Answer
(a) The spring is compressed a distance of 0.26 meters.
(b) The block slides back up the incline a distance of 0.34 meters.
Work Step by Step
(a) Let $W_f$ be the work done by friction as the block slides. We can use work and energy to find the compression of the spring:
$\frac{1}{2}kx^2 = mgh+W_f$
$\frac{1}{2}kx^2 = mgd~sin~\theta-mgd~cos~\theta~\mu_k$
$x^2 = \frac{2mgd~(sin~\theta-\mu_k~cos~\theta)}{k}$
$x = \sqrt{\frac{2mgd~(sin~\theta-\mu_k~cos~\theta)}{k}}$
$x = \sqrt{\frac{(2)(0.50~kg)(9.80~m/s^2)(0.85~m)~(sin~30.0^{\circ}-(0.25)~cos~30.0^{\circ})}{35~N/m}}$
$x = 0.26~m$
The spring is compressed a distance of 0.26 meters.

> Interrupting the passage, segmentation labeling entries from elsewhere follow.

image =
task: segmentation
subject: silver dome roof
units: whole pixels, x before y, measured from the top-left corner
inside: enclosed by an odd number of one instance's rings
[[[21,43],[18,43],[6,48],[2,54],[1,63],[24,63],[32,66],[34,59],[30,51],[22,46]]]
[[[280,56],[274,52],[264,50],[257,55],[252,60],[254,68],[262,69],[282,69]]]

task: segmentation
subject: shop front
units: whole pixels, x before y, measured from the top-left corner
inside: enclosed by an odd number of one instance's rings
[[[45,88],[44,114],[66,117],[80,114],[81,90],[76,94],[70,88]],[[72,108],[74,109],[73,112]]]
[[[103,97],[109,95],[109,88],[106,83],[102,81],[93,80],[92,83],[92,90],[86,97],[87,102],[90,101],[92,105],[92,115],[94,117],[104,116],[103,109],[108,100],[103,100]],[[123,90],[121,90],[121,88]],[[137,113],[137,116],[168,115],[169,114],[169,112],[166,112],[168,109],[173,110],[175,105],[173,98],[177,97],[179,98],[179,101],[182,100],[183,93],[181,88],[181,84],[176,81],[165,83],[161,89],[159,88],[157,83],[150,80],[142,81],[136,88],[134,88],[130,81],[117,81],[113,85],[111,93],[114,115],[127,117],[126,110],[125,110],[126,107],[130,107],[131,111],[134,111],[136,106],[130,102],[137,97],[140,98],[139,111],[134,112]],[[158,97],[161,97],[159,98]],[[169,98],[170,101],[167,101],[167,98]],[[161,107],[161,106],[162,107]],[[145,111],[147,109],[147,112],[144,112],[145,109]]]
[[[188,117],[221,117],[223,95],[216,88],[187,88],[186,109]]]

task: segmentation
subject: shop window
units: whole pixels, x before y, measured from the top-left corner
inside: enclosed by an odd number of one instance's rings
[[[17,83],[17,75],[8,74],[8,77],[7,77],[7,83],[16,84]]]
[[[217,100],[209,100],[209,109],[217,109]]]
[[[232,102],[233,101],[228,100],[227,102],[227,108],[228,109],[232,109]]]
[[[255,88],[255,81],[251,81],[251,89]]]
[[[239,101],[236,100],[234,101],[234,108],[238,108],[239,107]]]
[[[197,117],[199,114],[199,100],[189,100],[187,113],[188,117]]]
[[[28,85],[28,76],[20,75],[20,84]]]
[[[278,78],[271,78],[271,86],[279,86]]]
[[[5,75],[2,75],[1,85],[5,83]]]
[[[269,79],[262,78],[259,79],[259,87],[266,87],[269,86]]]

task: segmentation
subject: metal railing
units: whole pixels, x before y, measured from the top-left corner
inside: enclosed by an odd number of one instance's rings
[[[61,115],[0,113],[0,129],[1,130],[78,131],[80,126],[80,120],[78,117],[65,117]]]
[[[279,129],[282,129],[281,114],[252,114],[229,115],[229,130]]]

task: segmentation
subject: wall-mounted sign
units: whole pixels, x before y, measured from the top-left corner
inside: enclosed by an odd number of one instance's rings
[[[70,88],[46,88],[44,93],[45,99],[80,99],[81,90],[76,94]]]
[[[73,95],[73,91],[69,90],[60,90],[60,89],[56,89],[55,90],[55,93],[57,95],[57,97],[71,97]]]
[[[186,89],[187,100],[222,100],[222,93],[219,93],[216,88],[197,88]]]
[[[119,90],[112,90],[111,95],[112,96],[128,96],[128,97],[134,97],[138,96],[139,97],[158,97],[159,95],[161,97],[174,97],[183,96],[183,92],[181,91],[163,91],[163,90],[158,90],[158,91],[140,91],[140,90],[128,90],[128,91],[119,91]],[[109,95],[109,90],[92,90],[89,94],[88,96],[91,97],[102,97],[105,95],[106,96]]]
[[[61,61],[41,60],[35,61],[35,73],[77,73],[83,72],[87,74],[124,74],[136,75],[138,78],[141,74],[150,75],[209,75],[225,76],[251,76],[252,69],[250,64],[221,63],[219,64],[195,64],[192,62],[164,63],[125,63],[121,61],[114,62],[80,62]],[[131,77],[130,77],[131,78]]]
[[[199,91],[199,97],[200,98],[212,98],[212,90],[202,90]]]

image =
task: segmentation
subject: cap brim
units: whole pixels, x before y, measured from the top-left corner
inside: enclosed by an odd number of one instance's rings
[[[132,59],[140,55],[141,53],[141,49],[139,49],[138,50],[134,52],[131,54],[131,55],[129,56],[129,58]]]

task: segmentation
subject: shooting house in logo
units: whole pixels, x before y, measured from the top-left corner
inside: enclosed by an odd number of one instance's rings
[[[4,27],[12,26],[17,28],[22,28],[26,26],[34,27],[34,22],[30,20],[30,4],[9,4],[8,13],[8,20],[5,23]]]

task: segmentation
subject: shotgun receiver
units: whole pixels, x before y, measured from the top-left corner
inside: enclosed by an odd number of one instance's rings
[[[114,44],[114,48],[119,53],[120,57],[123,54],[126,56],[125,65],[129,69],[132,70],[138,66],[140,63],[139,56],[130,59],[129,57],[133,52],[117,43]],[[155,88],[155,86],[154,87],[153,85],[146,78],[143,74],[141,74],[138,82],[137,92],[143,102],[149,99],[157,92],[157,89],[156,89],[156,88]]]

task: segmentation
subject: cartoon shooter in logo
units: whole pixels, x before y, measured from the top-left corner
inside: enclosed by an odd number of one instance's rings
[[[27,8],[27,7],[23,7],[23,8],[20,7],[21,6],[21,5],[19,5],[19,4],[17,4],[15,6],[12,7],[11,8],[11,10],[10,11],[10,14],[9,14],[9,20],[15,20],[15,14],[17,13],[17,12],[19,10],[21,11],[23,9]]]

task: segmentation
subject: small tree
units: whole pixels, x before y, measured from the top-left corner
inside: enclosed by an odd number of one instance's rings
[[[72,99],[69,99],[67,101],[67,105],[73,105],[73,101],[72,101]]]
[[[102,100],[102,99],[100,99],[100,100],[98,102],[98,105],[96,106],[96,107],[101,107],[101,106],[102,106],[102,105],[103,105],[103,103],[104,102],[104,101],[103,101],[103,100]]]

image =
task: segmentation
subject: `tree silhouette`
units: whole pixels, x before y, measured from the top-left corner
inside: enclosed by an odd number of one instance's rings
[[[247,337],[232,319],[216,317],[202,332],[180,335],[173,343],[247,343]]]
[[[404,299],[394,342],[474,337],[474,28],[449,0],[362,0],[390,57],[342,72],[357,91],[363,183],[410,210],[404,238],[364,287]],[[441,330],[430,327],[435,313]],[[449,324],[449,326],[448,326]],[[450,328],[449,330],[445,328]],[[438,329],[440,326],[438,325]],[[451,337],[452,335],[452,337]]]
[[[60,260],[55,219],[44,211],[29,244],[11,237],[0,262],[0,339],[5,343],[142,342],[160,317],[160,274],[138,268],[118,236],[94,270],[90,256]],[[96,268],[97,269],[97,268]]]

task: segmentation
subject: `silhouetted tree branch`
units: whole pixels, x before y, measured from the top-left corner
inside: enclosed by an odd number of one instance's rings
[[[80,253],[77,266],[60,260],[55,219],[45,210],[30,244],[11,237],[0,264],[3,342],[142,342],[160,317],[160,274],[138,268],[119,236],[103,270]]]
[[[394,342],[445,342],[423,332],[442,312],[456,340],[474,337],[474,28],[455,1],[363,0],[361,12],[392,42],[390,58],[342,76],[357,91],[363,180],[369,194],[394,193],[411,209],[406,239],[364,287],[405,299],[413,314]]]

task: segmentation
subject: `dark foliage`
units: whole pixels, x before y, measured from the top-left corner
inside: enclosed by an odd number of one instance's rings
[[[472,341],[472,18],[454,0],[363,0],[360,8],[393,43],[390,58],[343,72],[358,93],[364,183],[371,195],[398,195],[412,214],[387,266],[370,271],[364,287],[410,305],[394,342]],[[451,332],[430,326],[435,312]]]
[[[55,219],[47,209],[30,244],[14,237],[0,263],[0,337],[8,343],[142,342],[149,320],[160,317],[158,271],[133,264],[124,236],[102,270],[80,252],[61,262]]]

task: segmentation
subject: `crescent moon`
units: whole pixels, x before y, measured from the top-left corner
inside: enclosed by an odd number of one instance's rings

(b) We can use conservation of energy to find the distance the block slides back up the incline after it leaves the spring:
$mgh = \frac{1}{2}kx^2 +W_f$
$mgd~sin~\theta = \frac{1}{2}kx^2 -mgd~cos~\theta~\mu_k$
$mgd~sin~\theta + mgd~cos~\theta~\mu_k = \frac{1}{2}kx^2$
$d = \frac{kx^2}{2mg~(sin~\theta + \mu_k~cos~\theta)}$
$d = \frac{(35~N/m)(0.26~m)^2}{(2)(0.50~kg)(9.80~m/s^2)~(sin~30.0^{\circ} + (0.25)~cos~30.0^{\circ})}$
$d = 0.34~m$
The block slides back up the incline a distance of 0.34 meters.